In mathematics, the average is determined by adding all the values/numbers and dividing them by the sum of the total numbers. While in the weighted average, the average of a data set is calculated while providing more weight or significance to some values than others. To determine the weighted average of DataFrame columns, various methods are used in Python.
This write-up provides a comprehensive tutorial on determining the weighted average of Pandas DataFrame using numerous examples.
How to Determine the Weighted Average of Pandas DataFrame in Python?
To determine the weighted average of Pandas DataFrame, the below methods are utilized in Python:
Method 1: Determine the Weighted Average Using “np.average()”
The “np.average()” method is used to determine the weighted average along the particular axis in Python.
Syntax
Here, in this syntax, the “a” parameter indicates the array that data needs to be averaged. The “axis” and “weights” parameter is used to specify the array axis along which to average the array and weights associated with the values along the array.
Let’s understand this method via the following example code:
df = pandas.DataFrame({'Id_no': [3, 2, 4, 6, 2],'Marks': [15, 35, 45, 55, 20]})
print(df, '\n')
print(numpy.average(a=df['Marks'], weights=df['Id_no']))
In the above code:
-
- The “pandas” and “numpy” modules are imported.

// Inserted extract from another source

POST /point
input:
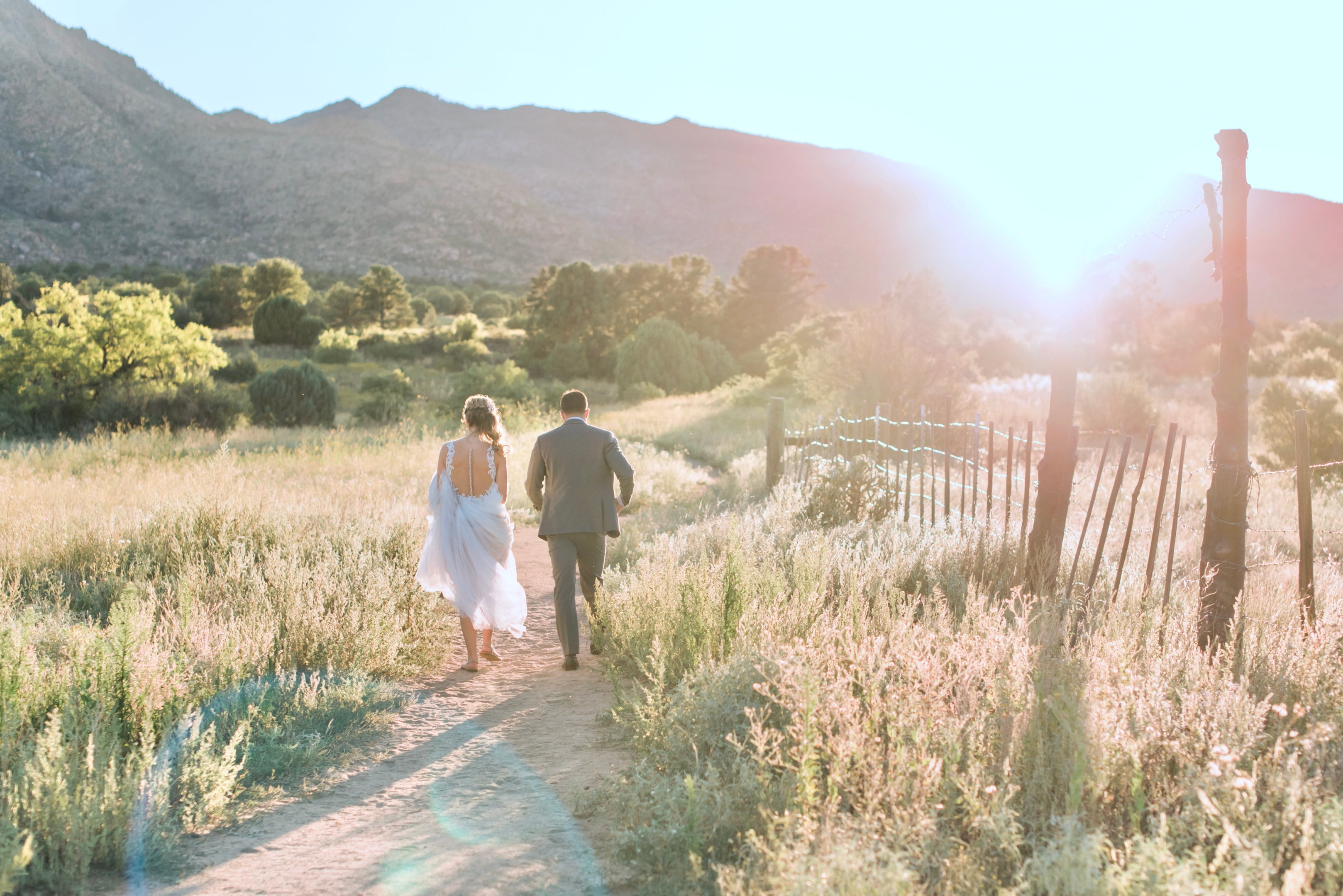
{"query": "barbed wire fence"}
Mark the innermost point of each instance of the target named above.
(955, 473)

- The “pandas.DataFrame()” function creates the DataFrame and assigns the value to “df”.
- The “numpy.average()” method takes the dataframe column “Marks” as a first argument and “Id_no” as a second argument to determine the weighted average based on the specified weights.
Output
The weighted average has been calculated successfully:
The below snippet shows how the weighted average has been calculated:
Method 2: Determine the Weighted Average Using the “User Defined” Function
This example is used to determine the weighted average by defining the custom function:
df = pandas.DataFrame({'Id_no': [3, 2, 4, 6, 2],'Marks': [15, 35, 45, 55, 20]})
print(df, '\n')
def w_average(df, x, w):
return sum(df[w] * df[x]) / df[w].sum()
print(w_average(df, 'Marks', 'Id_no'))
In the above code:
-
- The user-defined function named “w_average” is defined with three parameters.
- The function retrieves the weighted average of the specified DataFrame columns. Here the weight values are multiplied by the actual data values and divided by the sum of the weights.
- The “w_average()” function is called on the specified columns and determines the weighted average.
Output
The weighted average of the Pandas DataFrame column has been determined.
Method 3: Determine the Weighted Average Using the “groupby”
We can also group the DataFrame data and determine each group’s weighted average. Here is an example code:
df = pandas.DataFrame({'Name': ['Joseph', 'Lily', 'Joseph','Lily','Joseph'],'Id_no': [3, 2, 4, 6, 2],'Marks': [15, 35, 45, 55, 20]})
print(df, '\n')
def w_average(df, x, w):
return sum(df[w] * df[x]) / df[w].sum()
print(df.groupby('Name').apply(w_average, 'Marks', 'Id_no'))
In this code:
-
- The “w_average()” custom function is defined with three parameters: “array data”, “values”, and “weights”.
- The “df.groupby()” method groups the DataFrame data based on the specified columns.
- After grouping data, the “apply()” function executes the custom-defined function to the particular columns of DataFrame to retrieve the weighted average.
Output
The weighted average of the specified DataFrame columns based on the group has been calculated.
Conclusion
The “np.average()” method, the “User Defined” function, and the “groupby” method are used to determine the weighted average of the Pandas DataFrame. These methods can determine the weighted average of the specified DataFrame columns. This write-up delivered a comprehensive tutorial on the Pandas weighted average using numerous examples.